The biggest lie was keeping the relationship with my now husband, who I met 19 years ago, a secret from my entire family. Again, I felt conflicted, fearing certain members wouldn’t approve of the ‘white’ man I was besotted with. I concluded, rather than seek their approval, the easiest option was not to tell them. Thinking back, it sounds crazy that as a successful professional in my mid-20s I still needed parental consent to find love. And even more bizarre is knowing that this was despite it becoming abundantly clear that I wasn’t in line for an arranged marriage either. What was a girl supposed to do?

Deciding to end the deadlock (or as I now know to be the case the taboo) and after much deliberation with some close friends I revealed all to my mum. Thankfully, both she and my dad slowly came round to the idea of me dating a non-Asian and even turned a blind eye to us cohabiting until we tied the knot in February 2010.

As our 12th wedding anniversary rapidly approaches, I want to use this blog not to offer relationship advice but to say that when it comes to love, follow your heart. I’ve also learnt that you don’t need anyone’s validation or approval. And certainly not from your interfering south Asian aunties or indeed any other relatives. Some of mine didn’t even RSVP when I invited them to my wedding and to be honest – I actually didn’t care. All the people I loved and who loved me back (unconditionally) showed up and that’s what ultimately mattered.

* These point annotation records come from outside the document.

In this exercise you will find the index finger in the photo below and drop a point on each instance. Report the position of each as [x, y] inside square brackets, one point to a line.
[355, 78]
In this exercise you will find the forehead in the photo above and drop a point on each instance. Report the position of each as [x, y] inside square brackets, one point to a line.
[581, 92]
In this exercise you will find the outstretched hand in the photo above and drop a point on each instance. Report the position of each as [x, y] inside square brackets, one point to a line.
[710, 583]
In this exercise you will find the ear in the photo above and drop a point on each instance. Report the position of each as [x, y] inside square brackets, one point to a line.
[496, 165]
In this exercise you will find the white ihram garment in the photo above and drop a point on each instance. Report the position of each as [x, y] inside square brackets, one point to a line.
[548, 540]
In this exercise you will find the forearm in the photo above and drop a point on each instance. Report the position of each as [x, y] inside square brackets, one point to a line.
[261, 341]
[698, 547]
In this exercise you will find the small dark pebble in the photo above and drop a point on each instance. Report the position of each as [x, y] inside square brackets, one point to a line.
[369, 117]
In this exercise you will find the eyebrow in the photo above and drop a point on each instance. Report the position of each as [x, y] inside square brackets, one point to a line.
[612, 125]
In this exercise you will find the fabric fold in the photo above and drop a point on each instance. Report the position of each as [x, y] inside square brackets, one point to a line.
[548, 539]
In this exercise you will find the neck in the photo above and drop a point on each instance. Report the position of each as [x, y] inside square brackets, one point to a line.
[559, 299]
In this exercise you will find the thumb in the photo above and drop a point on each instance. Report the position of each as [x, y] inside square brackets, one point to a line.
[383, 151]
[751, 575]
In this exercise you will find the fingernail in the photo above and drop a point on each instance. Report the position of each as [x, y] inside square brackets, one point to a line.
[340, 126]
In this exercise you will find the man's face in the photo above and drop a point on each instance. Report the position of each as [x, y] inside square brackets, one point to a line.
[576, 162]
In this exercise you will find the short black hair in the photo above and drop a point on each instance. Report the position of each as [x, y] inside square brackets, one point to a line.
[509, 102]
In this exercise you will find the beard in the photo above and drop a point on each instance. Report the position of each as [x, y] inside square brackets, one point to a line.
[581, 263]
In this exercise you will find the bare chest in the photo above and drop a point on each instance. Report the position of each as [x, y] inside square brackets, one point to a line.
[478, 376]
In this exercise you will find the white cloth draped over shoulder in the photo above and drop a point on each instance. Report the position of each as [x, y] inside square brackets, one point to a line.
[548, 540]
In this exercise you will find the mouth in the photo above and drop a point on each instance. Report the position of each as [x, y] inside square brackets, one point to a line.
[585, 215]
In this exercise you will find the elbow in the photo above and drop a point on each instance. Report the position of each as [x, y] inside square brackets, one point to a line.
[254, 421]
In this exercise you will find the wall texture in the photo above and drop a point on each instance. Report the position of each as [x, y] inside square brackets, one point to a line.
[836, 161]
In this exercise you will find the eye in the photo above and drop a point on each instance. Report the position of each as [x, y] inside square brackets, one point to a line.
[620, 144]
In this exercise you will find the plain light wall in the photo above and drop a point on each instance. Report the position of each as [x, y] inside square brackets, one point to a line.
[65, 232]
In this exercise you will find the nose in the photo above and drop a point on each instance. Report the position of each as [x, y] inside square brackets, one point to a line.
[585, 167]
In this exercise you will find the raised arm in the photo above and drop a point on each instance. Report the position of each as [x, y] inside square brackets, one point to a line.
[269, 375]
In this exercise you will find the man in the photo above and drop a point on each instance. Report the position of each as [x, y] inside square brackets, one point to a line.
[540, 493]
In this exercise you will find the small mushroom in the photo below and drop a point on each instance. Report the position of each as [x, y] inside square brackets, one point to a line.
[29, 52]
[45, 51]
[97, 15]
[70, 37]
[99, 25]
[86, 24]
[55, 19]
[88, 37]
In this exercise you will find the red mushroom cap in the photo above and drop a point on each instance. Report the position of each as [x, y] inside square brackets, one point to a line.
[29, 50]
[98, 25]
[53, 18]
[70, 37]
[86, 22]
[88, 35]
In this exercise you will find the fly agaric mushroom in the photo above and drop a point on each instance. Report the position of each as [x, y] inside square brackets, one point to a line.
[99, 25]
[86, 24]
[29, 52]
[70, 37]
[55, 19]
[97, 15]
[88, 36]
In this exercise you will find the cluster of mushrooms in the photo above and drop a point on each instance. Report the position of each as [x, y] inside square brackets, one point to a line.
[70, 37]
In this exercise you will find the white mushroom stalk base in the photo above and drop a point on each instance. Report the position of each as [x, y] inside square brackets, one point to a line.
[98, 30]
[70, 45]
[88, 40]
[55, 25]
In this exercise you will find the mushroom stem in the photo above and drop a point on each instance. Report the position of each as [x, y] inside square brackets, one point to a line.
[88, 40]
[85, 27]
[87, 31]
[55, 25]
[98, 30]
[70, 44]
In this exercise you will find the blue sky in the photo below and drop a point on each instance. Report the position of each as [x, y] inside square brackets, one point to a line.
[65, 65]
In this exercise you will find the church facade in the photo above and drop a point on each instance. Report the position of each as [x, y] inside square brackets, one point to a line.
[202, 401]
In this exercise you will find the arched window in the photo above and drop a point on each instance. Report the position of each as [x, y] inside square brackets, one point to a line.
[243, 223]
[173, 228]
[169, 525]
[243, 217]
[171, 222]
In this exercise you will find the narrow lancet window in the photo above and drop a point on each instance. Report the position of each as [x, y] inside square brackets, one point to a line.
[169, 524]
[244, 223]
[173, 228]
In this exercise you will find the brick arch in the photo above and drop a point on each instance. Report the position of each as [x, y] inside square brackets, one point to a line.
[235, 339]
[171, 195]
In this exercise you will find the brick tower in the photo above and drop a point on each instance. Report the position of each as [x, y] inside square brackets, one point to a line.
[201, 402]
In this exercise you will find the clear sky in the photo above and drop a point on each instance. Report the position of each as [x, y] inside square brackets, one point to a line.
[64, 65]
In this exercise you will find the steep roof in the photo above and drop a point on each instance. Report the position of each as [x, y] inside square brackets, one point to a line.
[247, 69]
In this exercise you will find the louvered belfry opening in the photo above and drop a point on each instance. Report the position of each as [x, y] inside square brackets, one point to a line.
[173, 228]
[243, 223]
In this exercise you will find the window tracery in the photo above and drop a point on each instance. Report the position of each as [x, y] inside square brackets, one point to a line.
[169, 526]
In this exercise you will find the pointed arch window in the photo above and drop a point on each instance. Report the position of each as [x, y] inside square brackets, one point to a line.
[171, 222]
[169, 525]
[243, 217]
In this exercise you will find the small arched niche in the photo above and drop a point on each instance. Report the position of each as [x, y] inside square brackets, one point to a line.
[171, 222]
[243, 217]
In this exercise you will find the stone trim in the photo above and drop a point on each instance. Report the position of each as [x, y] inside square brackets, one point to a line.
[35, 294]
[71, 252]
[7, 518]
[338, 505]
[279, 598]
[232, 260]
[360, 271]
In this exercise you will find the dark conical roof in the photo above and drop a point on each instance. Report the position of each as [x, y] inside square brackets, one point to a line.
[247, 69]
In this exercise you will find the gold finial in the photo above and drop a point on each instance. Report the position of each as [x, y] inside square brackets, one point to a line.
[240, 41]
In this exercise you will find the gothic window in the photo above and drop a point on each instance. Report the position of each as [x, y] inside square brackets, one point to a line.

And when it comes to authenticity and identity there’s nothing wrong with having more than one version of yourself provided it feels natural and works for you. After all, as I edge closer to my 50s another version of me that’s ironically now closer to my Asian heritage than ever before is already starting to emerge. And as my niece prepares for her big fat Asian wedding later this year I’ll step out in a saree and share the photos on social media with great pride.